Layered Semantic Architecture
DSLO evaluates meaning through a three‑layer semantic substrate:
Origin Layer
Captures raw meaning and normalizes it into a DSLO Moment.
Deterministic Semantic Layer
Applies semantic invariants that stabilize meaning, posture, and continuity.
Orchestration Layer
Determines lawful semantic transitions and prepares stabilized meaning for downstream systems.
This layered architecture replaces pipelines that treat meaning as a routing or formatting problem rather than a semantic one.
Moment Graph & Fallback Graph
Each DSLO Moment follows one of two deterministic pathways:
Moment Graph — governs lawful semantic transitions
Fallback Graph — a constrained pathway used when continuity cannot be guaranteed
Both graphs enforce:
state integrity
identity preservation
temporal continuity
deterministic transitions
Fallback is not failure — it is controlled semantic safety.
Signal Ecology
Signal Ecology is the scientific discipline that studies signals, drift, and meaning across all substrates — long before AI and long after it. Drift has always existed through translation, memory decay, institutional filters, medium constraints, and context collapse. AI accelerates drift, but it did not create it.

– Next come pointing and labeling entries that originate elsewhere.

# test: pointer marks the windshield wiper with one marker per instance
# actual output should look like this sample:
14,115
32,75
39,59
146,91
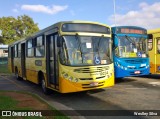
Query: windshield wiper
79,44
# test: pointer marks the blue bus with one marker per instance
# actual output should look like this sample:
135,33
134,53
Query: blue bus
130,51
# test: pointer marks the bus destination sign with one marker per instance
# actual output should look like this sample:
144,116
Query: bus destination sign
132,30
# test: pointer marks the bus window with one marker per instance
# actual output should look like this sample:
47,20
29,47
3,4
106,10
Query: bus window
30,48
158,45
16,50
39,46
150,42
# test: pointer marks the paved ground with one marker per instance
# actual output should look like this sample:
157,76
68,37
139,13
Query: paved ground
134,93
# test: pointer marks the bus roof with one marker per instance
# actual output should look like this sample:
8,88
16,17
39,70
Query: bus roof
152,31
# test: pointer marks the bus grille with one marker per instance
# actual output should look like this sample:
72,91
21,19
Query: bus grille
90,86
136,61
91,69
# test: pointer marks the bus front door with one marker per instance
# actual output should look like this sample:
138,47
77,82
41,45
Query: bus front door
12,59
52,62
158,55
23,61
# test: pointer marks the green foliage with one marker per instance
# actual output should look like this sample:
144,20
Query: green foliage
14,29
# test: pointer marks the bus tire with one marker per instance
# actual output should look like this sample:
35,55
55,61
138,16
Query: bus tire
43,86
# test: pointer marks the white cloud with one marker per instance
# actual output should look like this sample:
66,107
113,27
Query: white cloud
72,13
148,16
54,9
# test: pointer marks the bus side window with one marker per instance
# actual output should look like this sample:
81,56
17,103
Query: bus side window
158,45
150,42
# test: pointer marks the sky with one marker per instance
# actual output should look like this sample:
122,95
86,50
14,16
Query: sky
143,13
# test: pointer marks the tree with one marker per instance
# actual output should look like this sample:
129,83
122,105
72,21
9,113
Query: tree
13,29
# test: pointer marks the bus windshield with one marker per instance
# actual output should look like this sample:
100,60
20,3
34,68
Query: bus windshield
129,46
85,50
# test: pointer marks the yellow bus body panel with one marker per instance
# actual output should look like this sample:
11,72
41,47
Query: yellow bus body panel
154,56
66,85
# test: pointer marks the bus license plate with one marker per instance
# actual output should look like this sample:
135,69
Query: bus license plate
137,72
94,84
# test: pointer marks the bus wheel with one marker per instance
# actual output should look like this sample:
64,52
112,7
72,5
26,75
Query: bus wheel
44,88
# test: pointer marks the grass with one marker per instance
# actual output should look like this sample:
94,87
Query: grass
9,103
4,68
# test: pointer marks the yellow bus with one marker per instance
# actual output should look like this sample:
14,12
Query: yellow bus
154,50
68,56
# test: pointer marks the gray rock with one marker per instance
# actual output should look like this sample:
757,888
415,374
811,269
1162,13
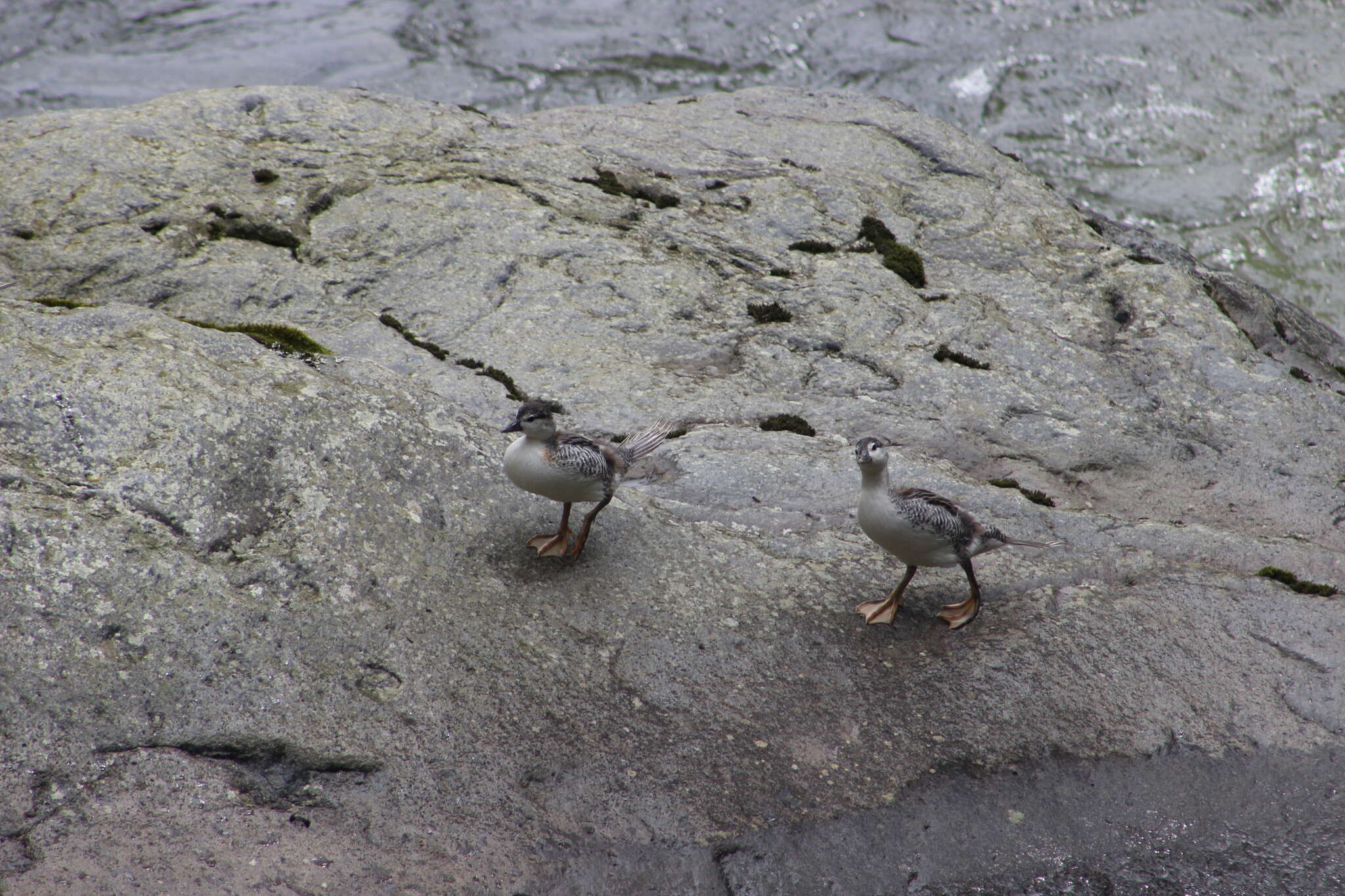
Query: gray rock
271,622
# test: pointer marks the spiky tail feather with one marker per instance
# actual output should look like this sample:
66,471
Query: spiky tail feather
645,441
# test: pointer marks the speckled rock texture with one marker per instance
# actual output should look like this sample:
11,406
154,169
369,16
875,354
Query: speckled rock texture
269,624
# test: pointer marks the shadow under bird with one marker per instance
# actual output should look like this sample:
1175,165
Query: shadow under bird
921,530
569,468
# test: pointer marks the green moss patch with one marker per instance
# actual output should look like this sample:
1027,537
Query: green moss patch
946,354
512,389
277,337
1285,576
1032,495
899,258
787,423
768,313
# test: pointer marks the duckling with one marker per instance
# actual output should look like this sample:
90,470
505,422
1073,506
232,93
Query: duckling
921,528
569,468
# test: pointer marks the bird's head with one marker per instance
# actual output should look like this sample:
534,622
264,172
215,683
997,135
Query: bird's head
536,418
871,452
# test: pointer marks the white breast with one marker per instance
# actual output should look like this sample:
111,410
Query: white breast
893,534
526,468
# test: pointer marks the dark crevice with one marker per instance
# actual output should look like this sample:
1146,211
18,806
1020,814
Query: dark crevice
512,389
946,354
770,313
272,773
787,423
238,226
636,188
813,246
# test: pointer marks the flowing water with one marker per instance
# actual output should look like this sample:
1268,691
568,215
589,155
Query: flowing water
1219,123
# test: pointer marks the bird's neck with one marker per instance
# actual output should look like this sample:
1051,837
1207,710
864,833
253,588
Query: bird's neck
873,476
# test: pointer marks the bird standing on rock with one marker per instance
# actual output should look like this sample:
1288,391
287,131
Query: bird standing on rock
569,468
921,528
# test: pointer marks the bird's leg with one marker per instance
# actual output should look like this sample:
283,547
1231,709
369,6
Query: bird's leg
588,522
959,614
875,612
553,545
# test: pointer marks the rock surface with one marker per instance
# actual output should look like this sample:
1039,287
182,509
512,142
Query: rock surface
271,625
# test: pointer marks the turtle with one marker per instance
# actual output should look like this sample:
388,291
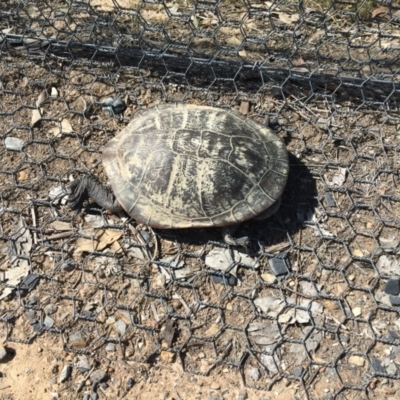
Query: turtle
178,166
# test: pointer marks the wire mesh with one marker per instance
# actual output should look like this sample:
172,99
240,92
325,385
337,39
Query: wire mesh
306,311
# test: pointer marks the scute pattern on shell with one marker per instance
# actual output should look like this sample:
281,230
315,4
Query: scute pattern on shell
181,166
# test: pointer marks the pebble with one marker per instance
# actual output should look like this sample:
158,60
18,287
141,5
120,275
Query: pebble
224,278
356,311
391,369
65,373
114,106
357,360
54,367
3,353
269,278
31,314
393,286
82,363
110,347
77,340
377,365
254,374
98,376
50,309
120,326
68,266
298,372
12,143
278,266
330,201
242,395
394,300
159,281
48,322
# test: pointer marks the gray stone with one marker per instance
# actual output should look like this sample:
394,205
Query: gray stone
65,373
393,286
50,309
298,372
278,266
98,376
395,301
82,363
48,322
224,278
110,347
77,340
330,201
3,353
120,326
12,143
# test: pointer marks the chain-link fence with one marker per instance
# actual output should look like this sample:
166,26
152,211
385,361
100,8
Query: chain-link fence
311,310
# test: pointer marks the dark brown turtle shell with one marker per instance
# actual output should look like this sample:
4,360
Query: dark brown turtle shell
188,166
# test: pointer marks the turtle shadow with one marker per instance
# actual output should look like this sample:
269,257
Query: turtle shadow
299,201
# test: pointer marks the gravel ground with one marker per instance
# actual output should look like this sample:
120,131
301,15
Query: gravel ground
94,305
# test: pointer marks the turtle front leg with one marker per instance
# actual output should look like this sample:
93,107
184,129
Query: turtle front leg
228,232
89,186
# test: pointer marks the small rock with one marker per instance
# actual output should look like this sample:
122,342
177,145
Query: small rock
77,340
98,376
254,373
12,143
377,365
82,363
50,309
244,107
3,353
114,106
330,201
48,322
393,286
298,372
394,301
278,266
54,367
224,278
31,314
32,300
159,281
356,311
110,347
167,356
120,326
65,373
323,123
68,266
269,278
357,360
391,369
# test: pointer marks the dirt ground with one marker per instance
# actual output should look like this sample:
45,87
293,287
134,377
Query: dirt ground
95,305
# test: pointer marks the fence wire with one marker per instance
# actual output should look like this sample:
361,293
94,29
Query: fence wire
312,309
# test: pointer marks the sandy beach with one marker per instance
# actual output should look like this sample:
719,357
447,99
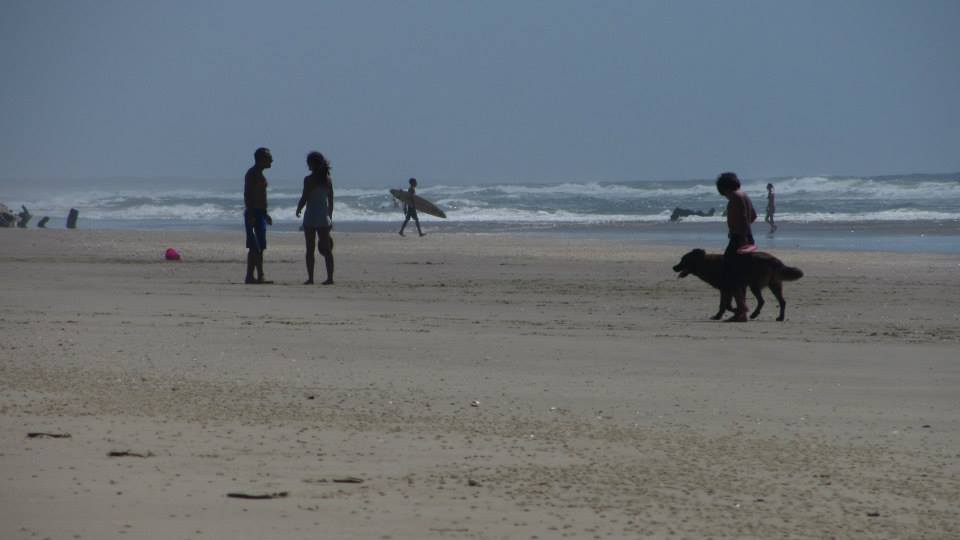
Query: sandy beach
469,386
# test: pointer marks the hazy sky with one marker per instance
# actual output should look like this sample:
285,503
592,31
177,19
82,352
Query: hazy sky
485,91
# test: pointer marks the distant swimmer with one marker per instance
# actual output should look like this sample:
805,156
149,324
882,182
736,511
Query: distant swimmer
255,216
771,208
684,212
317,196
23,217
411,209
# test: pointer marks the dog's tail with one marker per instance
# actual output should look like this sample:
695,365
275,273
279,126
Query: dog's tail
789,273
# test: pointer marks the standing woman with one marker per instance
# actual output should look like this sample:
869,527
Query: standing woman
740,214
318,219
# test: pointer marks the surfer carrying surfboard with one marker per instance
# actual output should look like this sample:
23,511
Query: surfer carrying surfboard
411,209
318,219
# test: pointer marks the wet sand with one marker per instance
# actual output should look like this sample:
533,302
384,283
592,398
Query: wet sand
469,386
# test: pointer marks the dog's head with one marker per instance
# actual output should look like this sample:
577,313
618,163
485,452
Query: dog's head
689,262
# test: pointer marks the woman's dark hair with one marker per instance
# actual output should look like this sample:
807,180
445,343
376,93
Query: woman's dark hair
727,182
319,164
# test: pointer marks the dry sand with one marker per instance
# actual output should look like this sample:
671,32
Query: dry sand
473,386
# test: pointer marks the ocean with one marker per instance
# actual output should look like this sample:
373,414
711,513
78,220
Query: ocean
907,213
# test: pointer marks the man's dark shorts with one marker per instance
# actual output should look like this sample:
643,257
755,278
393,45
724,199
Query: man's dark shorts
255,222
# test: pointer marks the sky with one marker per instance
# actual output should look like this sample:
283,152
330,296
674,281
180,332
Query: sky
459,92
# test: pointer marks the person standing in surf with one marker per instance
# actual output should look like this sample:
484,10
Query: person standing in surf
318,219
410,209
255,216
740,214
771,208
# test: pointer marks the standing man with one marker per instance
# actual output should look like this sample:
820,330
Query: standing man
411,209
255,217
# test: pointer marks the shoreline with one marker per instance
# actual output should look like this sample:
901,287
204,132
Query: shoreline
938,237
469,386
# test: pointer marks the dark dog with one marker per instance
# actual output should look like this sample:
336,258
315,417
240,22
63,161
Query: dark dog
762,270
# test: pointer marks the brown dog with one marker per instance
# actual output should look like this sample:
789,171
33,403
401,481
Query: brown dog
763,270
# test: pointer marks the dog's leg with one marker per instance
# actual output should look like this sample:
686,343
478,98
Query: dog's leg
777,289
758,294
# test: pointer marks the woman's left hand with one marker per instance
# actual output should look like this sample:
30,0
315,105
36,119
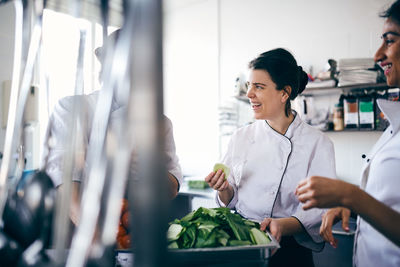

Signal Ecology provides the theory.
DSLO provides the substrate.
Together they form the first scientific and operational stack for meaning stability.
Specification
The DSLO v0.4 Specification defines:
• the DSLO Moment
• semantic invariants
• layered substrate architecture
• the Moment Graph and Fallback Graph
• continuity and posture rules
• compliance and validator expectations
The specification is a static, canonical reference.
Glossary & Principles
The Glossary defines the ontology of the substrate.
The Principles define the invariants and commitments that govern it.
Together they form the conceptual and normative backbone of DSLO.
Research Alignment
Researchers and organizations working on meaning stability, semantic continuity, or substrate‑level governance may reference DSLO and Signal Ecology in their work. The DSLO site is a sovereign, static artifact and does not provide direct contact channels.